Life insurance is generally thought of as income protection in the event of a person's death. But, like other financial investments, buying the proper insurance can be about finding the balance between a family's immediate financial needs and their long-term requirements.

You have to prepare for future expenses, but this includes ensuring that future can be maintained in case of death, says Saundra Edwards, assistant vice-president for product marketing for Great West Life, Canada Life and London Life.

“If you’re hit by a bus tomorrow, what expenses would you need to cover?” asks Ms. Edwards. These are the harsh, realistic questions young parents need to ask themselves, she says.

Ms. Kirkey and her husband hired an investment broker to help them navigate the confusing world of financial planning, including the types of insurance.

Life insurance can be split into two main types: term and permanent.

“Term is like renting an apartment,” says Mitch Reynolds, president of Life Guard Insurance in Calgary. “It provides you all the functionality you need. If you rent an apartment you've got a roof over your head, a bedroom, a bathroom, a kitchen, and everything works. Same with term life insurance, it gives you the risk protection.

“If a person was to pass away while they're ‘renting,’ the company will pay 'x' amount of money out.” Term policies have an expiration date, and people have the chance to renew the policy, but the price usually goes up after the term is complete.

“Permanent life insurance is like buying the house,” says Mr. Reynolds, adding that this type offers coverage throughout your life. “You don't own it fully in the beginning, but you build equity in it.”

Permanent insurance premiums pay for the death benefit and add to the policy’s cash value, which you can usually withdraw from or borrow against. Permanent life insurance can be very complex, Mr. Reynolds warns.

There are no hard and fast rules recommending how much insurance to buy. In some cases, a combination of life insurance alongside other investment vehicles may be a better approach. Best to consult a specialist, experts say.

But understanding the objective – whether it’s retirement, education or mortgage payments in case of income loss – will help narrow down the options.
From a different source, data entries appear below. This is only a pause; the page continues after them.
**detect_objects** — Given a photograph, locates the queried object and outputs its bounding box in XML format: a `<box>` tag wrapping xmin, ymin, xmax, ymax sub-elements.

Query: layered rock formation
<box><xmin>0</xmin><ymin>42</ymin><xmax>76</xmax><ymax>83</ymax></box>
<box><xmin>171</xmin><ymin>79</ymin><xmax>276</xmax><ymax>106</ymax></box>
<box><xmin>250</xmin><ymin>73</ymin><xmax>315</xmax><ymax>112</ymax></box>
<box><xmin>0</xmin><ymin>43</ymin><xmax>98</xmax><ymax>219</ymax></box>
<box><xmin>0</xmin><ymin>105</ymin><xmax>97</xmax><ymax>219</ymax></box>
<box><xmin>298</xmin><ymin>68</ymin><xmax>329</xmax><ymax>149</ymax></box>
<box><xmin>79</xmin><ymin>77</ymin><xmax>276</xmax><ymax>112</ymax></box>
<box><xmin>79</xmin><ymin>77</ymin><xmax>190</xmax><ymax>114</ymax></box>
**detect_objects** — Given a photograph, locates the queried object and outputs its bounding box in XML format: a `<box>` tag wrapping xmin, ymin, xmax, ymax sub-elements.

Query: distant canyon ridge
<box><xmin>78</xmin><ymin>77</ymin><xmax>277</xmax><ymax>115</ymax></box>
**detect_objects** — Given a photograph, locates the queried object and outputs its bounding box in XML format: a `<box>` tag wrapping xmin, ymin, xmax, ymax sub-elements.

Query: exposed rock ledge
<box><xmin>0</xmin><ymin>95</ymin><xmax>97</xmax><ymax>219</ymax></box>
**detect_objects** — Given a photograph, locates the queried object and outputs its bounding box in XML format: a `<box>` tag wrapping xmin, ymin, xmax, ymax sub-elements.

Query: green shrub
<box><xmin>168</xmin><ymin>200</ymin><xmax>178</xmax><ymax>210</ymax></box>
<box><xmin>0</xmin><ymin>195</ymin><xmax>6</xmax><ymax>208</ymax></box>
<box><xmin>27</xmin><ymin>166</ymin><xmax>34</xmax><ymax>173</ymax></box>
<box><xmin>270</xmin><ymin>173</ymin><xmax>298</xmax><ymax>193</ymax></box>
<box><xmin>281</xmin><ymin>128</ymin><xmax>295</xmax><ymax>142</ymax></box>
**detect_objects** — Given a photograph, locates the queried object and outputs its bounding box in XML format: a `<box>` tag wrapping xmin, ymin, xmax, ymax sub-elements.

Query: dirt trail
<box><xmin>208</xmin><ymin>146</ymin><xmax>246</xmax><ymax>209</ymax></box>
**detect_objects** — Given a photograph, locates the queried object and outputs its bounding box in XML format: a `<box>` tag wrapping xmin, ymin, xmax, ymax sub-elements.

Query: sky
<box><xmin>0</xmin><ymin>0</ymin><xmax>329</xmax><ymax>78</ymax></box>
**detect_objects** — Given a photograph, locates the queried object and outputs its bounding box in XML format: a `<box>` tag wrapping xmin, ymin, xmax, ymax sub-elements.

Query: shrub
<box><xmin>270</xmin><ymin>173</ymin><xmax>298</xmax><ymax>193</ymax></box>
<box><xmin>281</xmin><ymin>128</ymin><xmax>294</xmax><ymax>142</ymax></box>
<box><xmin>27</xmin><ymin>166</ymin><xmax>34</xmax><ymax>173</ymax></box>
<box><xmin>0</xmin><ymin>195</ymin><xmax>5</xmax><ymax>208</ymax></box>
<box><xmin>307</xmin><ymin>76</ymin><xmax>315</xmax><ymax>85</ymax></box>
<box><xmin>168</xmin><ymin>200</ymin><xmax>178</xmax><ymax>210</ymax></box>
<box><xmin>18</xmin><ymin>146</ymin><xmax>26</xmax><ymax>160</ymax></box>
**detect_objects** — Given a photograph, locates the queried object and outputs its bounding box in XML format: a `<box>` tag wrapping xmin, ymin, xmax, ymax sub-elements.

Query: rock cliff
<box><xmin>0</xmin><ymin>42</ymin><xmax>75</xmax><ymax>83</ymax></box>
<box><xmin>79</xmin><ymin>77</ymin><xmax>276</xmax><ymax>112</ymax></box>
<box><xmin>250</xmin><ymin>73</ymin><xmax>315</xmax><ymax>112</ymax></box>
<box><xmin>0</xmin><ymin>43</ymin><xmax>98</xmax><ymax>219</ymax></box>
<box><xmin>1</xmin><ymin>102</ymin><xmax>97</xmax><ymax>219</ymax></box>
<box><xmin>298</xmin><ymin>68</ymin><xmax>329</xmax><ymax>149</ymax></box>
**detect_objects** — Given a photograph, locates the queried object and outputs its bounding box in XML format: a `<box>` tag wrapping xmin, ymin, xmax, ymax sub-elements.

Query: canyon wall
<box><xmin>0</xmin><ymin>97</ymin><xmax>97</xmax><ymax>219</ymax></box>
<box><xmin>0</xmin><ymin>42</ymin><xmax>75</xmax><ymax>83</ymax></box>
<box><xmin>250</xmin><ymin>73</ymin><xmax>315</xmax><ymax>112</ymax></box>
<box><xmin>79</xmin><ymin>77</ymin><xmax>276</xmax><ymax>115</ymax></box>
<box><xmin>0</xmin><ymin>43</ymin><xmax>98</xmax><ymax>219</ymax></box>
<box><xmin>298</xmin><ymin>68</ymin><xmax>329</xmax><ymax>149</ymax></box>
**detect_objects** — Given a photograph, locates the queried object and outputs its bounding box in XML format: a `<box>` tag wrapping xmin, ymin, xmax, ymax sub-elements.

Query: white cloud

“They need to assess what their needs are,” says Royal Bank of Canada financial planner Narinder Gaday. “You say, ‘I want financial success,’ or ‘I want financial freedom.’ Well, what does that mean to you? Is it an education fund for your children, or is it just a case of if the spouse passes away they need to be taken care of financially? Or is it successful retirement?”

Parents need to know what they can realistically afford and maintain for an extended period of time. “A lot of people do not have a grasp of what their cash flow is,” Mr. Gaday adds.

So when should parents start investing in life insurance or other investment options for their children?

Mr. Gaday’s advice: “The earlier the better, no doubt about that.”